To calculate the probability, let's use this equation:
Probability = (Number of possible cases where the sum after every 5 turns is even) / (Total # of possible outcomes)

The Total # of possible outcomes = \( 6^{100} \), because a dice has 6 possible outcomes per roll and we're rolling the dice 100 times.

To calculate N, the number of possible cases in which the sum after every 5 turns:
First, how many 5th turns are there in 100 rolls? There are 100/5=20.
Hence, since there are 3 evens and 3 odds in a dice:
\( N = (6\times6\times6\times6\times3)^{20}\)
\( N = 6^{80}\times3^{20} \)
So the Probability = \( \frac{6^{80}\times3^{20}}{6^{100}} = \frac{3^{20}}{6^{20}} = \frac{1}{2^{20}}\).

In short, all other rolls besides every 5th roll are not important, so we only have to count the important turns. Since every 5th roll should either be even or odd, the probability=1/2. For 100 rolls, there would be 20 5th turns, so the total probability=\(\frac{1}{2^{20}}\).

I hope this helps. Please let me know if you have any other questions!

Happy Learning,
The Daily Challenge Team

fabulousgrizzly

@minji Why did you multiply 6 four times followed by 3 - sorry I am quite dum and confused at the probability topic

debbie

@fabulousgrizzly I think minji meant that in a set of five rolls, it doesn't matter what the first four rolls are. It only matters what the parity (oddness or evenness) of the sum of the first four rolls is. See, if the sum of the first four rolls is even (e.g. \(1 + 2 + 3 +4 = 10),\) then we will want the fifth roll to be also even (e.g. \(10 + \text{even} = \text{even}\)), and if the sum of the first four rolls is odd (e.g. \(1 +2 + 3 + 3 = 9),\) then we will want the fifth roll to be odd as well (since \(9 + \text{odd} = \text{even}\)). So since we don't care what the first four numbers are, there are \(6\) choices for each of those, and since the last roll has to match the parity (oddness or evenness) of the running total, there are \(3\) choices for that number.

Actually, I have another way of solving this question!

Each dice has three odd numbers and three even numbers. The chance of getting an even is \(\frac{1}{2},\) and the chance of getting an odd is \(\frac{1}{2}.\) How about not worrying about what the numbers are, and only keeping track of whether the number on the dice is even or odd? Then, looking at a set of five consecutive rolls, we can describe this like this:

$$ EOEEO$$

Now, we want the sum of these five numbers to be even, so there are some cases:

• There are zero odds (\(O\))

• There are two odds (\(OO\))

• There are four odds (\(OOOO\))

How many ways are there for each case?

• If there are zero odds, there is \(1\) way (\(EEEEE\))

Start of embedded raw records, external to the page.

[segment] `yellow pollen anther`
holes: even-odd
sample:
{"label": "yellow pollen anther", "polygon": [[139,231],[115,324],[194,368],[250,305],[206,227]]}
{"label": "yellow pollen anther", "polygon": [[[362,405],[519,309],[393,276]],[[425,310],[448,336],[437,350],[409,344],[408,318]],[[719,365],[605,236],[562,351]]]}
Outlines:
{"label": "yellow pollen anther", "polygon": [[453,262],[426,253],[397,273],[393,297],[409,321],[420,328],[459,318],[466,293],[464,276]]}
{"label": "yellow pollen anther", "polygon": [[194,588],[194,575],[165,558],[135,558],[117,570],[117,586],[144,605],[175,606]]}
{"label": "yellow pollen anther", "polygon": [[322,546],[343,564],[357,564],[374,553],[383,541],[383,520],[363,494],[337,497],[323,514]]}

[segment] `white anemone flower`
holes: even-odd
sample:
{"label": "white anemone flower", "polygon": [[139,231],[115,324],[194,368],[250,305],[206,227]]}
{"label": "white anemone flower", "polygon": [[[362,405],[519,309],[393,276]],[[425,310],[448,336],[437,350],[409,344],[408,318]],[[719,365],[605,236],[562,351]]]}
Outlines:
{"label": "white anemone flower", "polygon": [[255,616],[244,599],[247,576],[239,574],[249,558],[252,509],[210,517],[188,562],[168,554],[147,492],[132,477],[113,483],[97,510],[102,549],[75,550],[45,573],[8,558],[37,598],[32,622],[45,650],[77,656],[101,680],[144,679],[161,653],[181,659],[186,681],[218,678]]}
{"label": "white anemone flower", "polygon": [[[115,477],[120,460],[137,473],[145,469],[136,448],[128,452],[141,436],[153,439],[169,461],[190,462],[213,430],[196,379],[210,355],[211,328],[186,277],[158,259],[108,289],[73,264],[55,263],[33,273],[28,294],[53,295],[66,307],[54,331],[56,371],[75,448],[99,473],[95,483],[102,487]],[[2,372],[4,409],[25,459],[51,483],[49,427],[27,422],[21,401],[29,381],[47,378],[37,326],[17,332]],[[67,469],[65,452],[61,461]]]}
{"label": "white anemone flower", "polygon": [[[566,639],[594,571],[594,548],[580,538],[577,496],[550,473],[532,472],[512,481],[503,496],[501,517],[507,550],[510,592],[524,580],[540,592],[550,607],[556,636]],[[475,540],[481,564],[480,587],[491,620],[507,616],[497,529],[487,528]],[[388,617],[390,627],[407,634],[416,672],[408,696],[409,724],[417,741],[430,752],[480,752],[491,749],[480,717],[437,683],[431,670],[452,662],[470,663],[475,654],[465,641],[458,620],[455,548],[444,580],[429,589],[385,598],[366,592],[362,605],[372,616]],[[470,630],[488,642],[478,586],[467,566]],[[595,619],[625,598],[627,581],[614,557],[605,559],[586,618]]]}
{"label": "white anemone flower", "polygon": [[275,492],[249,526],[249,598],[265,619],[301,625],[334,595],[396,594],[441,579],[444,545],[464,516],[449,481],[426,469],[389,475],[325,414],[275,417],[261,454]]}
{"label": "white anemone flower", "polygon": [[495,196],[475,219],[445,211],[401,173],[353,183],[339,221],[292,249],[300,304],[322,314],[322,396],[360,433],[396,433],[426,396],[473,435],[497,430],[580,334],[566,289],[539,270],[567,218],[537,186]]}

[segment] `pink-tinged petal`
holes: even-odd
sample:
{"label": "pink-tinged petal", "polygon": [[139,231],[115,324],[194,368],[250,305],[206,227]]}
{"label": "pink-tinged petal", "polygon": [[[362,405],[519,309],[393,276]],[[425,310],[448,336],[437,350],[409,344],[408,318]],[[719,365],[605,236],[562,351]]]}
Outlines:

• If there are two odds, this is like choosing \(2\) spots out of \(5\) to declare to be odds, which has \(\binom{5}{2} = \frac{5 \times 4 }{2} = 10\) ways

• If there are four odds, this is like choosing \(4\) spots out of \(5\) to declare to be odds, or, more simply, like choosing \(1\) spot out of \(5\) to be even, so this is equal to \(\binom{5}{1} = 5\) ways

In all, there are \( 1 + 10 + 5 = 16\) ways to get an even sum after five consecutive rolls.

Now, the total number of ways is the ways to create a line of five letters like

$$ EOOEO$$

with no restriction. Each spot has \(2\) choices (\(E\) or \(O\),) so there are \(2 \times 2 \times 2 \times 2 \times 2 = 32\) ways total.

Thus the probability of getting an even sum after five consecutive rolls is equal to \(\frac{16}{32} = \frac{1}{2},\) which might also make sense if you just think about the fact that the parity of the sums should be balanced over even and odd!

Now we just need to stretch this to the case where we have \(100\) rolls. Well, if every five rolls has an even sum, then the total sum over \(100\) rolls should also be even! By the multiplicative rule, since we can do a set of five rolls \(20\) times, the probability overall is \(\boxed{\frac{1}{2}^{20}.}\)

I hope that made sense! This was a fun problem. I'm glad that you asked it!

vibrantvole 0

Sir, why is the answer 1/3,could you explain that to me, please?